1. Compare hedging errors for different rebalancing frequencies: daily, weekly, monthly
2. Analyze how hedging errors scale with volatility and time to expiration
   
3. Study the impact of transaction costs: assume 0.1% bid-ask spread on each rebalance
4. Find the optimal rebalancing frequency that minimizes total cost (hedging error + transaction costs)

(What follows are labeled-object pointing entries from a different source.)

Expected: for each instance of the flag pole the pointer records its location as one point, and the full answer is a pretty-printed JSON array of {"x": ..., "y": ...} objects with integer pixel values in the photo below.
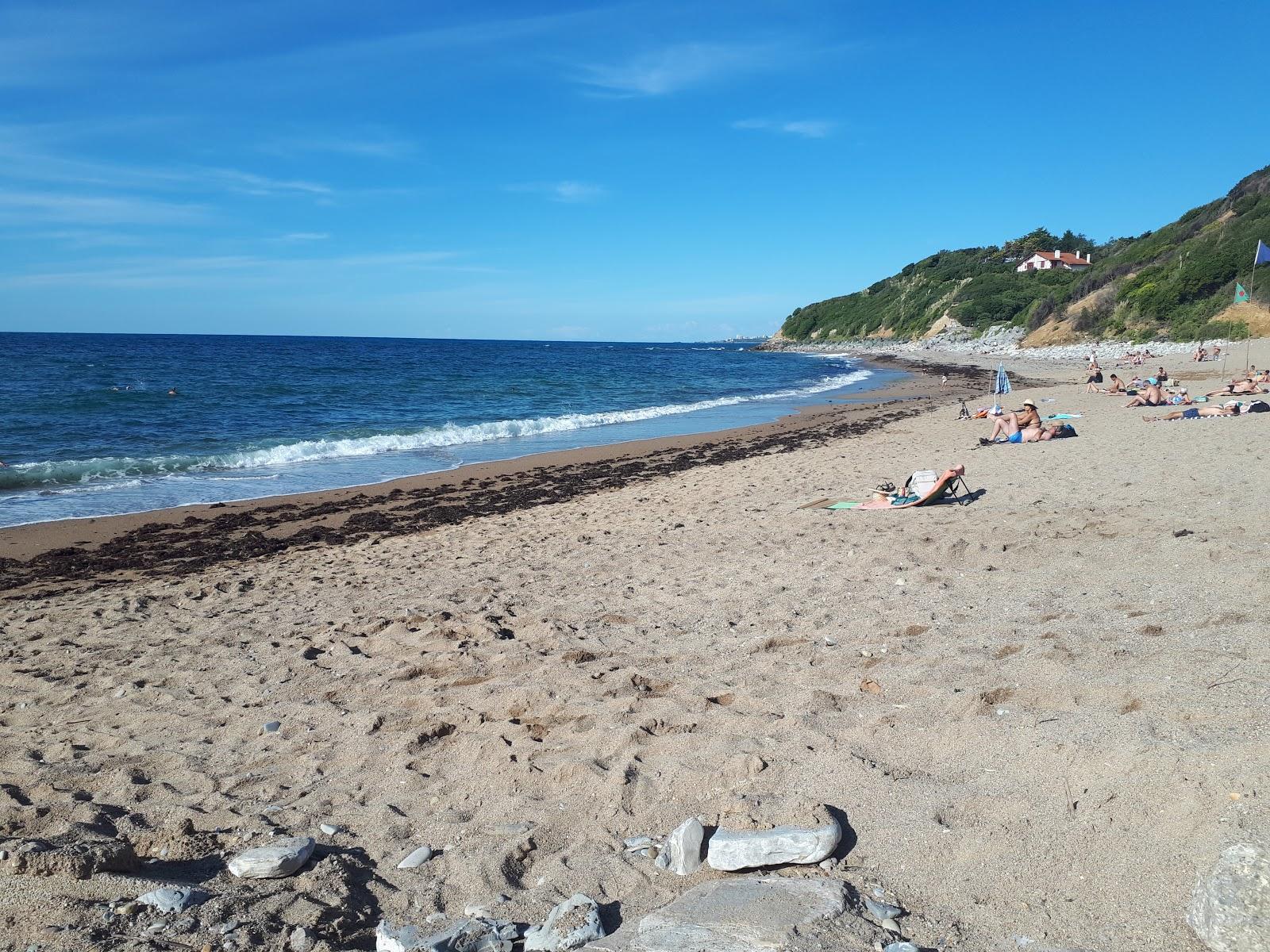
[{"x": 1253, "y": 283}]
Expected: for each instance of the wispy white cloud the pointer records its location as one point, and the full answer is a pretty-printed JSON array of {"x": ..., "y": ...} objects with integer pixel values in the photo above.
[
  {"x": 29, "y": 154},
  {"x": 25, "y": 207},
  {"x": 806, "y": 129},
  {"x": 364, "y": 146},
  {"x": 568, "y": 192},
  {"x": 675, "y": 67}
]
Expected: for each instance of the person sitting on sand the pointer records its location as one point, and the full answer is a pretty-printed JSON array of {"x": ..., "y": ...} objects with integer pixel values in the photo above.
[
  {"x": 1117, "y": 386},
  {"x": 1151, "y": 397},
  {"x": 1005, "y": 429},
  {"x": 1193, "y": 413},
  {"x": 1028, "y": 416},
  {"x": 1236, "y": 387}
]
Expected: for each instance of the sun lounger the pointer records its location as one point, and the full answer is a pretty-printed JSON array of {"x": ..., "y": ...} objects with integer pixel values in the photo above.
[{"x": 948, "y": 486}]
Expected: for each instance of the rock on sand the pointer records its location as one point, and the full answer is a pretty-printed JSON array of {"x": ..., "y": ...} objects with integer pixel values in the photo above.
[
  {"x": 1231, "y": 908},
  {"x": 741, "y": 914},
  {"x": 572, "y": 924},
  {"x": 279, "y": 858},
  {"x": 751, "y": 850}
]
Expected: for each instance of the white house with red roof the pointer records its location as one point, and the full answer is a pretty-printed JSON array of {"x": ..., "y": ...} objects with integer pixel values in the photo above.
[{"x": 1048, "y": 260}]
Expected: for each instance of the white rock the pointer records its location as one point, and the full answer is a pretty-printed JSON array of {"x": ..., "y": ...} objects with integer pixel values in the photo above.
[
  {"x": 738, "y": 914},
  {"x": 279, "y": 858},
  {"x": 683, "y": 847},
  {"x": 751, "y": 850},
  {"x": 464, "y": 936},
  {"x": 569, "y": 926},
  {"x": 1231, "y": 907},
  {"x": 417, "y": 858},
  {"x": 175, "y": 899}
]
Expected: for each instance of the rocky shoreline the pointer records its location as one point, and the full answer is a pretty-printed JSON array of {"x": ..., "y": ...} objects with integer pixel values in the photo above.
[{"x": 1000, "y": 340}]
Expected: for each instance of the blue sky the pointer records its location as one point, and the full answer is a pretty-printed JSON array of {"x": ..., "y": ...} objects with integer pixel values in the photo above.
[{"x": 634, "y": 171}]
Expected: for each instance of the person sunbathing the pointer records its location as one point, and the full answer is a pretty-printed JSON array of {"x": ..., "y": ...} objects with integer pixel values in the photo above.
[
  {"x": 1236, "y": 387},
  {"x": 1195, "y": 413},
  {"x": 1005, "y": 429},
  {"x": 1151, "y": 397}
]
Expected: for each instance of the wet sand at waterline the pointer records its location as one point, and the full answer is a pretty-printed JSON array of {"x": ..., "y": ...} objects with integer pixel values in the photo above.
[{"x": 1043, "y": 714}]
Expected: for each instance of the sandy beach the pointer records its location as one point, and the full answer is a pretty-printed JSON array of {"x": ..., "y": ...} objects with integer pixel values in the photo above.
[{"x": 1041, "y": 716}]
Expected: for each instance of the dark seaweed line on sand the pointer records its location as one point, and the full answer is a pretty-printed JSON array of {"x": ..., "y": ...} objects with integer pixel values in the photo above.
[{"x": 201, "y": 543}]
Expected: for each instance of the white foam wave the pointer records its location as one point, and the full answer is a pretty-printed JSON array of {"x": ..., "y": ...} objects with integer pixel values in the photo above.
[{"x": 83, "y": 471}]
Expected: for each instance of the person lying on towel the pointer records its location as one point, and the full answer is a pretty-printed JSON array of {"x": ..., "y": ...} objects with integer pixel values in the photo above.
[{"x": 1007, "y": 429}]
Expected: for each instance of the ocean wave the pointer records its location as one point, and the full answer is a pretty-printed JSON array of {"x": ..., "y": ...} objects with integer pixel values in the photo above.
[{"x": 92, "y": 471}]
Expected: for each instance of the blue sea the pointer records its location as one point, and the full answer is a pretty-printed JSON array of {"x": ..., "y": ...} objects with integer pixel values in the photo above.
[{"x": 88, "y": 425}]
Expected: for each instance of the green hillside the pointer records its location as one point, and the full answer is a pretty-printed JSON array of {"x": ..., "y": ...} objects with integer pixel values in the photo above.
[{"x": 1170, "y": 283}]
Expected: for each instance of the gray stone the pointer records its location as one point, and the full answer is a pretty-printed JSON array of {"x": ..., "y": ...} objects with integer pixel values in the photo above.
[
  {"x": 569, "y": 926},
  {"x": 741, "y": 914},
  {"x": 175, "y": 899},
  {"x": 279, "y": 858},
  {"x": 464, "y": 936},
  {"x": 417, "y": 858},
  {"x": 1231, "y": 907},
  {"x": 683, "y": 847},
  {"x": 880, "y": 911},
  {"x": 751, "y": 850}
]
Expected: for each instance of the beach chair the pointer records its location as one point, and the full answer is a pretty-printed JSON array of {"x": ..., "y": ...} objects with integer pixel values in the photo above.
[{"x": 950, "y": 484}]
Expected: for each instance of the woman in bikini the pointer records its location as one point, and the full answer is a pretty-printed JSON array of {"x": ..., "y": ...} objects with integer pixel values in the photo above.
[{"x": 1153, "y": 397}]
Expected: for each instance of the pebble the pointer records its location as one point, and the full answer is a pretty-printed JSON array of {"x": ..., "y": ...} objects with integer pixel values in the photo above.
[
  {"x": 416, "y": 858},
  {"x": 175, "y": 899},
  {"x": 283, "y": 857},
  {"x": 475, "y": 935},
  {"x": 1231, "y": 907},
  {"x": 683, "y": 847},
  {"x": 882, "y": 911}
]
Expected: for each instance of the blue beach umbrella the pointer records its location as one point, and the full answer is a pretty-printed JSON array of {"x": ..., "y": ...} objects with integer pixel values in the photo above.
[{"x": 1001, "y": 386}]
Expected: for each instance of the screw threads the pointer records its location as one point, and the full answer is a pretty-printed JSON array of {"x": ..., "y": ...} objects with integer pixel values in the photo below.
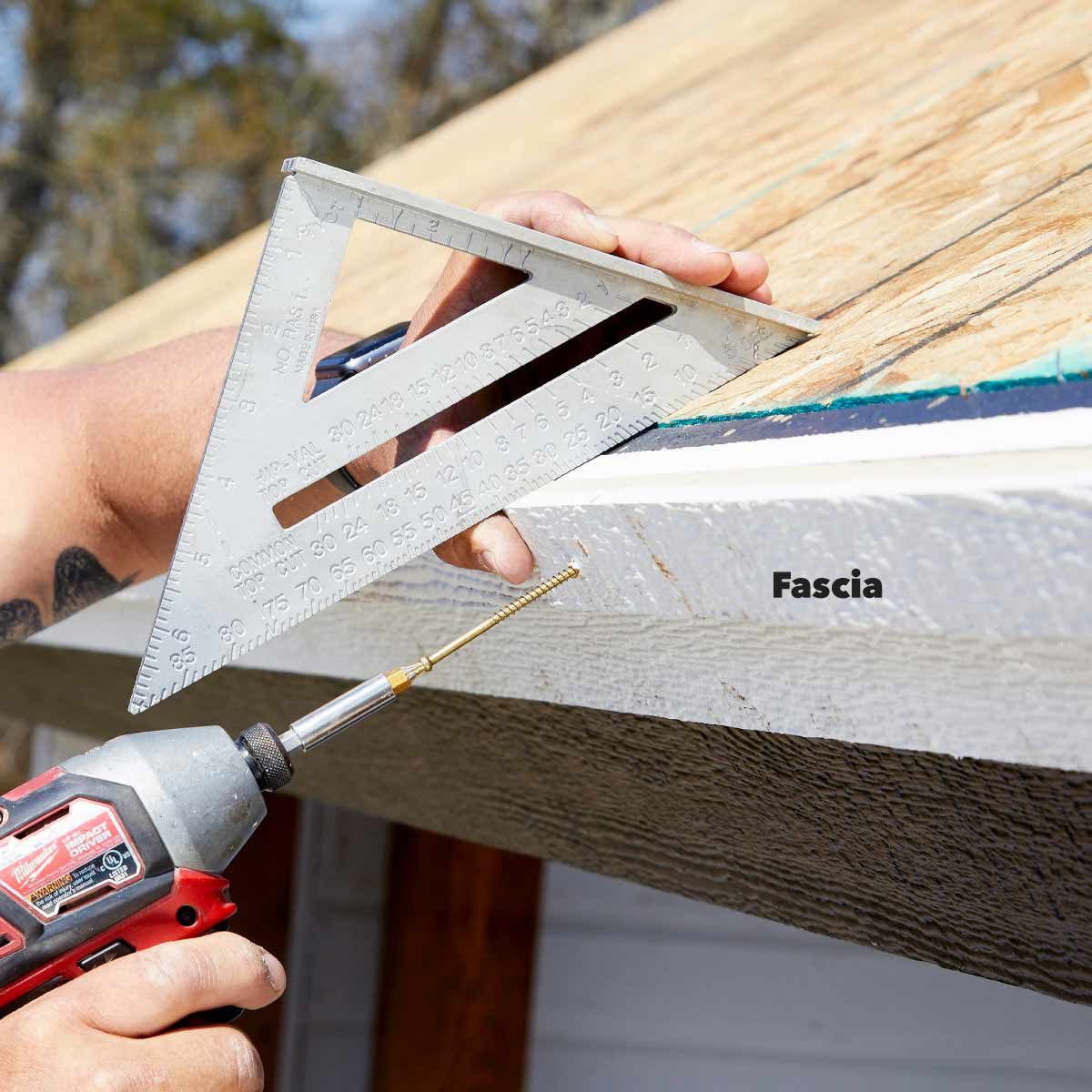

Exercise 9.12 Implement synthetic portfolio insurance using the discrete hedging framework:

1. Create a protective put position (\(\max(K, S_T)\)) using dynamic hedging
2. The delta of the protective put is \(1 + \Delta_{\text{put}} = N(d_1)\)
3. Compare the final portfolio values to buying an actual put option
4. Analyze performance during high volatility periods vs. low volatility periods

Exercise 9.13 Analyze the gamma scalping strategy:

1. Show that a delta-hedged short option position has P&L approximately equal to \(-\frac{1}{2}\Gamma(\Delta S)^2\)
2. Simulate this P&L for different realized volatilities vs. implied volatility
3. Demonstrate that selling options when implied volatility > realized volatility is profitable
4. Account for the theta decay and show the complete P&L attribution

Implied Volatility and Market Practice

Exercise 9.14 Implement an implied volatility calculator:

1. Use numerical methods (bisection or Newton-Raphson) to invert the Black-Scholes formula
2. Test with market-like option prices and verify convergence
3. Handle edge cases: very deep ITM/OTM options, very short/long expirations
4. Compare computational efficiency of different numerical methods

Exercise 9.15 Analyze volatility smile patterns:

1. Using hypothetical option prices, construct a volatility smile curve
2. Fit different smile models: quadratic, cubic, SVI (Stochastic Volatility Inspired)
3. Analyze how the smile changes with time to expiration
4. Explain the economic interpretation of smile skew and convexity

Exercise 9.16 Explore Black-Scholes model limitations:

1. Generate stock paths with jumps (Merton jump-diffusion model) and price options using Black-Scholes
2. Generate paths with stochastic volatility and analyze pricing errors
3. Create scenarios where the model significantly misprices options
4. Propose practical adjustments traders might make to account for these limitations

Advanced Applications

Exercise 9.17 Analyze the impact of discrete dividends on American call options:

1. Price a call option on a stock paying a discrete dividend before expiration
2. Show when early exercise might be optimal (just before ex-dividend date)
3. Compare American and European call values in this setting
4. Implement the discrete dividend adjustment to the Black-Scholes formula

Exercise 9.18 Price an option on the maximum of two assets using change of numeraire:

1. For payoff \(\max(S_1(T), S_2(T), K)\), set up the Monte Carlo pricing framework
2. Experiment with different correlation levels between the assets
3. Compare this “rainbow” option value to individual options on each asset
4. Analyze which asset should be used as numeraire for variance reduction

9.10 Summary

The Black-Scholes model combines the theoretical foundations of arbitrage pricing with practical implementation:

1. Change of numeraire: Digital options under different measures give the formula
2. Replication: Delta hedging shows how to replicate option payoffs
3. Fundamental PDE: All derivatives satisfy the same partial differential equation
4. Greeks: Sensitivities guide risk management and hedging
5. Market practice: Implied volatilities reveal market expectations and model limitations

The model’s elegance lies in showing that, under its assumptions, options can be perfectly hedged through dynamic trading. While real markets violate these assumptions, the Black-Scholes framework remains the foundation for understanding option pricing and hedging.